The estate of a Glendale Heights man shot and killed by a Forest Park police officer in 2017 will receive nearly $600,000 from the village’s insurer in exchange for dropping a blistering federal civil rights lawsuit that accused the village of, among other things, maintaining an environment that “encouraged the extrajudicial shooting of civilians.”

The Forest Park Village Council unanimously approved the settlement without commissioner comment or without disclosing the actual settlement amount itself during their regular Dec. 13 meeting. The village clerk provided a copy of the settlement to the Review in response to a public records request the following day.
In the written settlement, the village makes no admission of guilt and “continue[s] to deny any and all fault, wrongdoing or liability,” stating that the decision to pay out $599,900 was made “merely to avoid the expenses and burden of further litigation in this matter.” An additional $100 was awarded to Gomez’s estate to maintain a confidentiality agreement.
The settlement must still be approved by Magistrate Judge Sheila Finnegan, although she has been kept abreast of settlement discussions in recent weeks, according to online court records.
The case was initially filed in February 2018 by Daisy Perez, Marco Gomez’s sister, on behalf of her brother’s estate. An amended complaint filed in August 2018 named the village of Forest Park and police Officer Daniel Miller, the man who fired the fatal shot, as defendants, and claimed that Miller shot Gomez “without lawful justification” and that Gomez was “unarmed and presented no immediate threat” when he was killed.
READ:
Settlement agreement | Amended complaint | Answer to complaint
According to the estate, 26-year-old Marco Gomez was driving a Volkswagen Jetta near Jackson Boulevard and Harlem Avenue in Forest Park on Feb. 3, 2017, at around 6 p.m., when Miller approached the car on foot. The vehicle had been reported stolen.

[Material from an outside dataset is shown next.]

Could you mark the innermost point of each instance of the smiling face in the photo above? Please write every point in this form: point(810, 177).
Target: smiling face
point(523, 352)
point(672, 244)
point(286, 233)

The complaint goes on to allege that Gomez attempted to back the car away from Miller as the officer approached, and that when Gomez put the car in drive to travel “away from defendant Miller,” the officer shot Gomez once in the chest, killing him.
Attorneys representing Miller and the village countered that Gomez was a parolee driving a stolen car who had fled from Chicago police earlier that day, and that Gomez drove the Jetta directly at Miller before the fatal shot was fired.
Beyond the circumstances of Gomez’s death, the estate’s suit made additional, more widespread claims that the death was “done under the authority of one or more interrelated de facto policies, practices and/or customs” of the village, its police and others.
The suit alleges those de facto policies included a failure to properly train, discipline or “otherwise control” officers who use excessive force, the existence of a “police code of silence,” “the encouragement of excessive and unreasonable force,” and a failure to properly investigate officer-involved shootings.
“Defendant Miller had good reason to believe that his misconduct would not be revealed or reported by fellow officers or their supervisors, that their false, incomplete, and misleading reports would go unchallenged by these supervisors and fellow officers … and that they were immune from disciplinary action,” the complaint reads.
The suit goes on to assert that “the policies, practices and customs alleged in this complaint encouraged the extrajudicial shooting of civilians, including shooting at vehicle occupants in the context of a vehicle pursuit, other police misconduct, the fabrication of evidence, the intimidation of witnesses, the making of false, incorrect and misleading statements and reports, and the maintenance of a code of silence.”
Gomez’s lawsuit was one of several filed in federal court in recent years, all accusing the police department of excessive force, and it is at least the fourth of those cases to be settled without a trial. The amount of the settlement in the Gomez case, however, is by far the largest amount the village has agreed to pay.
In one case, the village paid out $54,000 to Tyrone Roney in 2018, after he accused Officer Scott McClintock of attacking him and knocking out his teeth in 2015. Roney was charged with aggravated assault, resisting arrest and battery in that incident but was found not guilty.
In another case, also settled in 2018, the village agreed to a $38,000 settlement with Trumell Lee, who accused Officer Nicholas Defors of placing him in a chokehold while he was in handcuffs, to the point where Lee claimed he blacked out.
Two other minor settlements, one in 2017 and another in 2019, paid out a combined $8,000 to plaintiffs.
The village also denied wrongdoing in all those settlements.
According to the settlement agreement in the Gomez case, the village’s insurer must pay the full amount within 30 days.